Erna (62) uit Ede, werkt bij de Belastingdienst
Mensen persoonlijk helpen
Sinds het begin van de coronacrisis werk ik thuis. Normaal gesproken bestaat mijn werk bij de Belastingdienst uit veel persoonlijk contact, aan de balie en in spreekkamers. Het gaat dan om persoonlijke dienstverlening aan iedereen die daar behoefte aan heeft. Vaak gaat het dan om ouderen, laaggeletterden en mensen die geen computer hebben. Dat zijn de mensen die je eigenlijk niet goed op afstand kunt helpen en die er zelf ook niet digitaal of telefonisch uitkomen. Ik heb juist gekozen voor deze functie om direct contact te kunnen hebben en mensen persoonlijk te kunnen helpen, dat is eigenlijk wat mijn werk leuk en zinvol maakt. Thuiswerken was dus wennen, er was eerst ook niet zoveel werk wat ik kon doen vanaf huis en ik voelde me niet echt nuttig.
Blij met een praatje
Inmiddels is dat wel verbeterd. Zo hebben we altijd een campagne waarbij mensen op kantoor persoonlijke hulp bij hun belastingaangifte kunnen krijgen. Deze mensen kunnen nu niet naar het kantoor komen. Maar we zijn creatief, zo bellen we nu zelf mensen die we eerder persoonlijk hebben geholpen en waarvan we denken dat we ze misschien ook telefonisch kunnen helpen. Sommigen maken daar graag gebruik van, anderen zien dat niet zitten: voor hen regelen we dan een paar maanden uitstel. Onder de mensen die ik spreek zijn veel ouderen, vaak spreek ik mensen van over de 80 en mensen die alleen zijn. Ik merk dat deze ouderen nu toch wel heel blij met een praatje zijn. Daarom maak ik óók bij een gesprek over een aangifte ruimte voor een klein sociaal gesprekje, even vragen hoe het gaat met iemand. Het is voor mij altijd al belangrijk om een gesprek een persoonlijk randje te geven, maar je merkt dat mensen daar juist nu extra behoefte aan hebben.
Geen twintig meer
Bij het thuiswerken merk ik wel dat ik geen twintig meer ben. Als ik een hele dag moet bellen dan moet ik echt af en toe even opstaan en lopen, want echt goed zit ik niet. Ook kost het me moeite om steeds naar een klein scherm te turen. Op kantoor hebben we extra grote beeldschermen voor alle informatie. Inmiddels kan ik af en toe naar kantoor als ik een hele dag mensen moet bellen, ik zit daar dan rustig in mijn eentje in een goede stoel met een groot scherm en dan kan ik veel prettiger werken.
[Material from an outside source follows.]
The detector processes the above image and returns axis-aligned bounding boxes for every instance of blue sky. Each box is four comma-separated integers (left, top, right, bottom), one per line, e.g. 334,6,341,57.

Vooral mijn ogen doet dat goed. Als ik op kantoor kom, merk ik dat de Belastingdienst zich al voorbereidt op de anderhalve-meter-samenleving. Straks als we weer mensen mogen ontvangen, dan kan dat veilig door bijvoorbeeld schermen in de spreekkamers.
Zeer grote impact
Inmiddels begint het tot me door te dringen dat de coronacrisis een zeer grote impact op de maatschappij heeft, veel groter dan eerst gedacht. Je hoort dat mensen na een ziekenhuisopname vaak nog maanden zullen moeten herstellen en zorg nodig hebben. Ik sta volop in de maatschappij en behoor niet tot een risicogroep, maar ik ben toch voorzichtig. Ik maak me ook wel zorgen, vooral om mensen die niet heel gezond zijn en de oudere mensen. Nu bel ik ook veel met mijn oude tantes. Die stellen dat erg op prijs heb ik gemerkt, ze zijn nu toch wel erg alleen. Als het weer kan, ga ik ze dan ook opzoeken.
Gitaarles op afstand
Ik pas regelmatig op mijn kleinkinderen. Mijn kinderen moeten doorwerken en ze hebben geen opvang, want dat is alleen voor vitale beroepen. Voor hen ben ik blij dat de scholen en opvang weer open gaan. Zelf vind ik dat ik ook niet mag klagen, ik ben gezond en heb een inkomen. Maar nu de beperkingen langer gaan duren, mis je toch wel net die activiteiten en sociale momenten die het leven wat leuker maken. Vorig jaar was ik nog mantelzorger voor mijn inmiddels overleden moeder en heb ik eigenlijk geen tijd gehad voor leuke dingen. Die zitten er dit jaar ook niet in, dat is wel jammer. Gelukkig heb ik momenten van ontspanning. Bijvoorbeeld bij mijn gitaarles op afstand, fijn dat zoiets mogelijk is!